# 1970 455 ho fuel pump install



## PatrickM (Dec 20, 2018)

Manual canister type with 3 lines. Old pump removed by prior owner installing and lost. Installing new so I can test fire it up. The question is where does the 3rd line attach? One line from tank, line 2 to carb...I see no hose for line for line 3. I assume this must be some kind of cooling or vent line. But this car has no charcoal canister to 2nd line running to tank. Ive searched for days on the net. Need some help and advice. Thanks.


----------



## bigD (Jul 21, 2016)

Some cars came with what is sometimes called a vapor return line, which goes back to the tank. Some cars did not come with a vapor return line. 

Some pumps have a fitting for the vapor return line & some don't. If you have one that does, but don't need it, than all you have to do is make a good plug for it. I did this on most all my bracket cars. If I remember correctly I used a short piece of fuel line hose, a bolt, & 2 hose clamps.

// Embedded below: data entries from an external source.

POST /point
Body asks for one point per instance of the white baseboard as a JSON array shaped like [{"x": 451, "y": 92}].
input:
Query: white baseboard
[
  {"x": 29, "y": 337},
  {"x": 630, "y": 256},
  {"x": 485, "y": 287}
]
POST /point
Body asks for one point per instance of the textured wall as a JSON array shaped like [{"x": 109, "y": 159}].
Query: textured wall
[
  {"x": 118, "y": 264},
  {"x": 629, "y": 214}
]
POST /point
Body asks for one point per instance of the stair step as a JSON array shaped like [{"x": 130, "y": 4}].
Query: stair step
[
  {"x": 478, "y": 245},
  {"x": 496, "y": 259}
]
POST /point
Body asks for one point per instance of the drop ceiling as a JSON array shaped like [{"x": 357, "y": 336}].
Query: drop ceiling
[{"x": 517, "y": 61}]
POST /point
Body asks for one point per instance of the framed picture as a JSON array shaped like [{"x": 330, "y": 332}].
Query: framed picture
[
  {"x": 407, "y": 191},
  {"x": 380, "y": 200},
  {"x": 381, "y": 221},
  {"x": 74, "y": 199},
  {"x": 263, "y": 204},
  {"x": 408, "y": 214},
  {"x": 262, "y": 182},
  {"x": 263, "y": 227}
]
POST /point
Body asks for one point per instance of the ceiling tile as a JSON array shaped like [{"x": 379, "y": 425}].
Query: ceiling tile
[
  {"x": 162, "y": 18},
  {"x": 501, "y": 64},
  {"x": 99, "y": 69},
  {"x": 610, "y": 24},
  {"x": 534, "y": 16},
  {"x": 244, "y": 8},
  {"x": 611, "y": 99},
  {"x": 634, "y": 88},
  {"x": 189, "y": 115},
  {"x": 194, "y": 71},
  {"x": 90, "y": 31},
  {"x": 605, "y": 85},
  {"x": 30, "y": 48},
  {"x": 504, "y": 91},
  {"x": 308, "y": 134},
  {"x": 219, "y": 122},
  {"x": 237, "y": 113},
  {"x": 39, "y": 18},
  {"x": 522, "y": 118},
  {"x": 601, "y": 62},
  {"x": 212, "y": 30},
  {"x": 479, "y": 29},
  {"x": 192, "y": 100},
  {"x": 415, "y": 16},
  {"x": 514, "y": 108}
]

Worked just fine. 

Obviously, you don't want the plug(or any gas line fitting) to leak gas. I've found that the small, narrow worm gear clamps can cut into the rubber fuel line and, over time, cause a leak. So, years ago, I began using clamps with wider bands, of at least 1/2". I recently bought some clamps at O'Reilly which have a 9/16" wide band. But they ain't cheap, @ $1.29 each. 

https://www.oreillyauto.com/detail/...hose-clamp/mp5006/4458979/2008/mazda/3?pos=45

For those who might wanna find some cheaper clamps, with 1/2" wide bands, i found some online at Grainger, Amazon, & Wal Mart. Haven't ordered any yet. You can order from Grainger online, then pick 'em up at your local Grainger store. 

https://www.grainger.com/product/GRAINGER-APPROVED-1-2-Wide-16P292

https://www.amazon.com/Cambridge-Cl...fix=hose+clamps+size+6,industrial,257&sr=8-15

https://www.amazon.com/Stainless-St...efix=hose+clamps+size+6,industrial,257&sr=8-4

https://www.walmart.com/ip/Cambridg...eKJFDwMQ0RILEI2DYAy7ijutHPtl-JW4aAr8vEALw_wcB

OR, some of you guys might be able to find cheap wide band clamps at your local parts store. I have no idea. For good prices on most stuff, I have to buy online. 

Back in the old days, if I didn't have any wide band clamps on hand, I'd use 2 of the narrow band clamps, butted up together. The wider band width seems to seal the hose connections better, with less chance of cutting the hose. Another upgrade is to use fuel injection grade hose. It has more reinforcing fibers than the old type regular low pressure hose. 

Then there are those who will plumb everything with AN fittings & metal braid covered hose. Can't speak to that. No experience. 

Some like to use a return line in order to keep the gas a little cooler, by keeping it circulating, rather than having it stay in the pump longer.


----------